Active Shards not displayed in ACS and Search queries fails due to "No available shards for solr query of store workspace://SpacesStore - trying non-dynamic configuration"
Customer is in the process of upgrading to ACS 126.96.36.199 and Search & Insight Engine 188.8.131.52. As part of the upgrade they are also configuring DB_ID_RANGE dynamic sharding for Search and indexing. However in their UAT environment where they have multiple ACS nodes and multiple Shards (4 ACS and 4 Shards), the active shards are not displayed in the ACS admin console, plus the search queries are all failing due to "No available shards for solr query of store workspace://SpacesStore - trying non-dynamic configuration" error.
Actions/Investigation So Far
1) As per the fixes made in MNT-21591, the relevant properties have been defined in customer environment in ACS and Search Services config files. Though the configuration looks correct the issue still persists
search.solrShardRegistry.shardInstanceTimeoutInSeconds=30 (in alfresco-global)
alfresco.nodestate.tracker.cron=0/10 * * * * ? * (in solrcore.properties)
2) Tried doing PURGE and CLEAN multiple times in the ACS Sharding page, however the active shards are not displayed and the search queries fail
3) Added debug logging in ACS and verified the logs. ShardRegistry logs are captured and it says the shards are registered, however the info is not displayed in the console
2021-03-23 10:55:01,763 DEBUG [index.shard.ShardRegistry] [hz._hzInstance_2_MainRepository-39c1406a-e4d7-11dc-9f9d-6dbfb43ec547.event-8] **** INDEXING SHARDS SUBSCRIPTIONS MAP (RESTORED FROM PERSISTENCE STORAGE) ******* Core: shards0 **Shard #0 subscribed on Mon Mar 22 11:59:26 AEDT 2021 (timestamp = 1616374766592)*************************** Core: shards3 **Shard #3 subscribed on Mon Mar 22 11:59:26 AEDT 2021 (timestamp = 1616374766735)************************
4) Shards on its own looks to be fine as the metadata and index are indexed fine and no errors or warning in Search Services layer. Search queries work when run directly against the index.
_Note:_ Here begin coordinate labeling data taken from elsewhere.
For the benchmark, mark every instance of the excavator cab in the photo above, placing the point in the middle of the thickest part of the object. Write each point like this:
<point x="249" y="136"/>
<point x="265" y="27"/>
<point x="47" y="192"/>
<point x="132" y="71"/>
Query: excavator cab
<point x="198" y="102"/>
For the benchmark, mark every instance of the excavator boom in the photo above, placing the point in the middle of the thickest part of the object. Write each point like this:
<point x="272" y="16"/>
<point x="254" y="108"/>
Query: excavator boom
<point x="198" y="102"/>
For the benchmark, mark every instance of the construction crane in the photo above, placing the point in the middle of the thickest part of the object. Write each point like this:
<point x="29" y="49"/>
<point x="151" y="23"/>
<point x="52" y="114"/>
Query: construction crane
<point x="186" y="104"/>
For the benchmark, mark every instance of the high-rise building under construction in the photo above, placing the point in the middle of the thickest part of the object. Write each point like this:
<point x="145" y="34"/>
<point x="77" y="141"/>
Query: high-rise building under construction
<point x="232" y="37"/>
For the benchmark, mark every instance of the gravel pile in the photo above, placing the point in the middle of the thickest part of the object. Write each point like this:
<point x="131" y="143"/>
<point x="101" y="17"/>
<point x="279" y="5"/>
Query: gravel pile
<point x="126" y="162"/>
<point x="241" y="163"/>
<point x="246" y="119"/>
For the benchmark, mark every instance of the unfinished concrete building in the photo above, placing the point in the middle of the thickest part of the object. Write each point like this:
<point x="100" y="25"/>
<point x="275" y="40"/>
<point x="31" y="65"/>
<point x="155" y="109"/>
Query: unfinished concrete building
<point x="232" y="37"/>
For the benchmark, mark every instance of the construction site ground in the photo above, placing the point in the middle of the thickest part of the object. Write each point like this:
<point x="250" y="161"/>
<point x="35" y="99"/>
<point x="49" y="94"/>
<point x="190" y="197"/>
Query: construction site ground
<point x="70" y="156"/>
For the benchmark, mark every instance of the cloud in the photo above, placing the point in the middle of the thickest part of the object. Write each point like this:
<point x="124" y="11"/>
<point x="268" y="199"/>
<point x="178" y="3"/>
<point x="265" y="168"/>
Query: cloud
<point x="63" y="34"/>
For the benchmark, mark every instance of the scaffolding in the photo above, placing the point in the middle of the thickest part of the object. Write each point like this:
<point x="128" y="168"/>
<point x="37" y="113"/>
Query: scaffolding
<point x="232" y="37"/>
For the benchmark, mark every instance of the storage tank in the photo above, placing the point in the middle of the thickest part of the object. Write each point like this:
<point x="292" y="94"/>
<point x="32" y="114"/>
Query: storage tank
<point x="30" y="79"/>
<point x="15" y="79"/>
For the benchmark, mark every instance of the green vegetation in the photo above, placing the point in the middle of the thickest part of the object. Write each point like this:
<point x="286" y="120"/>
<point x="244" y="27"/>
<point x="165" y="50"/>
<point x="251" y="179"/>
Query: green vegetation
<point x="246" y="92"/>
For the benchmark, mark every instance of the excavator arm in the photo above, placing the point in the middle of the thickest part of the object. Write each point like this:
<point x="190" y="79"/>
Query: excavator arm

5) As part of the troubleshooting we suggested customer to try Search Services 1.4.3 to see if the issue can be resolved. Using 1.4.3, we noticed the shards are visible in ACS admin console but the search queries still fail with the same message mentioned above (captured in the catalina logs). Each shard instance has its own ACS tracker instance in which solr.host is set to localhost and in this case the searches made from the ACS tracker instance node browser is working fine but the searches made in the main ACS/Alfresco Share is failing.
6) When ACS and Search & Insight Engine are in the same server/host, the issue is not seen. It's only when ACS and Search & Insight Engine are in different hosts the issue is noticed. Customer does not have any firewall rules between different hosts and all the ACS and Search Services are in the same subnet. We also checked the access b/w the different servers and it appears to be fine.
7) I tried to reproduce the issue in my local instance using a Docker project that spun up multiple ACS instances and multiple shards using the same versions used by the customer (ACS 184.108.40.206 & Search Services 220.127.116.11, Search Services 1.4.3) but the issue cannot be reproduced in my end. However, once ACS starts up Shard information is not displayed straightaway. Had to do a PURGE and then info is displayed and searches were also working fine. Not sure if there is any difference b/w Docker deployments and Distribution zip deployments in terms of sharding?
This issue appears to be the same/similar to the one already reported here - https://alfresco.atlassian.net/browse/MNT-21591 which is fixed in version ACS 18.104.22.168. Could this be a regression or all the changes are already ported to all latest versions of ACS?
Any other additional logging/debugging that can be done to find the root cause of the issue?
Would be great to get some advise from Engineering to determine the solution for this issue.
NOTE: All the config files and logs are attached in the JIRA
Search & Insight Engine 22.214.171.124
Database - MS SQL Server
Thank you so much for all your efforts in delivering this hot fix. Much appreciated.
Hot fixes are cumulative, so each 6.2.2.x HF includes all fixes already released for 6.2.2.x.
Thanks for the update. Just to confirm, customer is on 126.96.36.199 so when we get the hot fix for 6.2.2.x i presume the fix on 188.8.131.52 will be included in the release as well? (184.108.40.206 is a hot fix version as well).
Thought so, Thanks for the confirmation.
Sorry I haven’t been clear, I tried it locally with an image built locally, not a release. The fix will be in the new hotfix version. Thanks.